Each specimen is individually labeled according to its location on the cervix (as if taken from the face of a clock) and placed in a separate, labeled container containing a permanent fixative, such as 10% formalin.

Biopsy of a large cervical mass presumed to be a cervical cancer may lead to significant bleeding. In such patients, it may be preferable to defer biopsy until a full examination under anesthesia can be performed for staging and where there are facilities to manage excessive bleeding. (See "Invasive cervical cancer: Staging and evaluation of lymph nodes".)

Local anesthesia is not routinely used for biopsies of the cervix and upper vagina, since injection of the anesthetic is probably as painful as the biopsy. Distraction techniques (eg, asking the patient to cough at the time of biopsy) are as effective as local anesthetic injection and require less time. Topical and oral analgesics are ineffective. (See "Colposcopy", section on 'Biopsies'.)

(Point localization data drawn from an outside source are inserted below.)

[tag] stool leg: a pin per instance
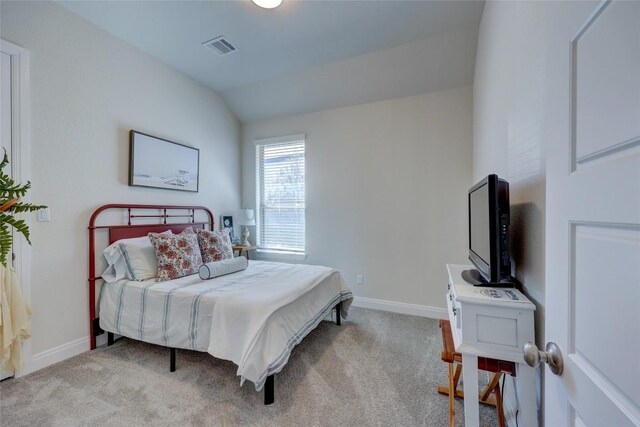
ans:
(495, 381)
(456, 376)
(452, 397)
(499, 408)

Because of an increased risk of bleeding, biopsies are relatively contraindicated in patients on anticoagulants, who have a known bleeding disorder, or who are pregnant. If a biopsy is necessary in such patients, appropriate steps should be taken to minimize bleeding and to treat heavy bleeding if it occurs.

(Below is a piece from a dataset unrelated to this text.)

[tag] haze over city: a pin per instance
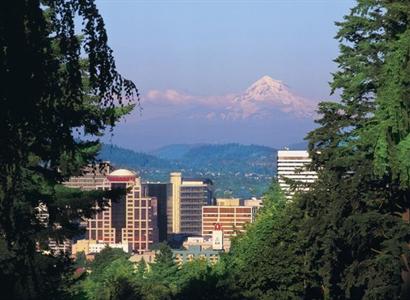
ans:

In settings where biopsy and treatment of lesions are not possible, patients with abnormal findings should be referred to an appropriate clinician for further evaluation and treatment.

SOCIETY GUIDELINE LINKS — Links to society and government-sponsored guidelines from selected countries and regions around the world are provided separately. (See "Society guideline links: Cervical cancer screening, prevention, and management".)

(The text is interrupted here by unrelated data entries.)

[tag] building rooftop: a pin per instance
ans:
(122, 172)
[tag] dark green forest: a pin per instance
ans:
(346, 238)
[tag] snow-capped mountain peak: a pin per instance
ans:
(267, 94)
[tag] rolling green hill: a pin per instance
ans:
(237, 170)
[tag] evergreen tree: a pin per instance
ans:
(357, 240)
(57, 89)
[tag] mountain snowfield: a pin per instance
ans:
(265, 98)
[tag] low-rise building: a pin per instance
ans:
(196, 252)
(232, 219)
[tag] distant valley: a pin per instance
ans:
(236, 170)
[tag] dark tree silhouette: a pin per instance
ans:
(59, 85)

SUMMARY AND RECOMMENDATIONS

Visual inspection of the cervix after application of acetic acid (VIA) or Lugol iodine (VILI) is used for cervical cancer screening in patients who do not have access to cervical cytology or human papillomavirus testing. (See 'Indications' above.)

There are no absolute contraindications to visual inspection of the cervix. VIA, rather than VILI, should be performed in patients with a known allergy to iodine. This examination can be performed during pregnancy; cervical biopsies are relatively contraindicated. (See 'Contraindications' above.)

For patients undergoing cervical cancer screening with visual inspection of the cervix, we suggest VIA rather than VILI (Grade 2C). (See 'Effectiveness' above and "Screening for cervical cancer in resource-limited settings", section on 'Alternate: Visual inspection methods'.)

Visual inspection of the cervix is performed using the naked eye after application of acetic acid or Lugol iodine. With acetic acid, a positive test is characterized by opaque, dense, well-defined acetowhite areas touching the squamocolumnar junction or close to the external os, or presence of a cervical lesion that turns acetowhite (picture 1 and picture 2). Using Lugol iodine, a positive test consists of pale yellow areas against a darker background. (See 'Procedure' above.)

Areas with abnormalities and gross cervical lesions should be biopsied. In protocols in which treatment immediately follows screening ("screen and treat"), biopsy is important to identify patients with invasive cancer who require further treatment. (See 'Follow-up of abnormal findings' above.)